Thursday, April 5, 2012

One year later ...

Sounds like the introduction to some great comic book or a new episode for a TV show after a cliff hanger ending … but this is far from that. I started this blog about a year ago – a place for reflection, for thought, introspection … and then I sloughed off that responsibility for a while. That said, recently, I have made a concerted effort to write more (thanks to my wonderful fiancée), and I think it has made a difference. Some good, some bad … today may not be so good of a read.
Yesterday was an incredibly humbling experience to my soul and my spirit … from the lack of sleeping the night before (allergy meds had me jacked up something fierce), I knew it was going to be a rough day. That was confirmed at just before 630 am, when Miles (our black kitten – who has been struggling with feline leukemia) used the last of his strength to jump up onto our bed and collapse at my feet. The FC and I held him in our hands as his spirit moved into the next life. Yeah, I was a mess … both at the loss of a young spirit who was previously full of life (Miles was still very much a kitten), but also at the knowledge that I have now been present when a spirit I loved left this world. Yes, my readers, I was sitting on the bed next to my old man when he left this world just over a year ago. Needless to say, this was NOT how I wanted to start my 35th birthday.
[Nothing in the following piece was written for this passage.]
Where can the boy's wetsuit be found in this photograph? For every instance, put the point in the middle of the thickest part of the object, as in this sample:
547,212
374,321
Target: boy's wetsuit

The theme of my day seemed to be one of struggle … I have had underlying struggles with my family recently – to the point where I have been considering some self-imposed exile, already feeling like an outsider looking in. This was brought to a head last night, after not hearing from my mother all day, she called just before 8 pm, and we had a lengthy conversation that left us both reeling. I’m sorry, faithful few, but you do not get the details. My family, as I am sure many of you know, is important to me – but it also includes more people than those who are just related to me by blood/marriage. So, to consider severing ties (even temporarily) is not something I take lightly.
Needless to say, I am at a crux in my life … my life is not terrible, however it is not all where I want it to be at. I have a wonderful fiancée, who has taken it upon herself to show me how good things can be (and I try to do the same for her), and we have 4 kids between us, who are all coming into their own. But I am in a job that I don’t like, largely due to a lack of appreciation – something that I need in life – a job that has turned me into a mercenary, willing to follow the money for now. I’ll fight for money, unless your cause is right and meets my needs. That said, I spend too much of my time worrying about bills and finances (what can I say? I’m a bit controlling at times). But my life could be much worse … I just would like it to be a bit better. But it is overcoming our struggles that give us the strength and resolve to move forward, to 'fight another day' if you will (thanks FC!)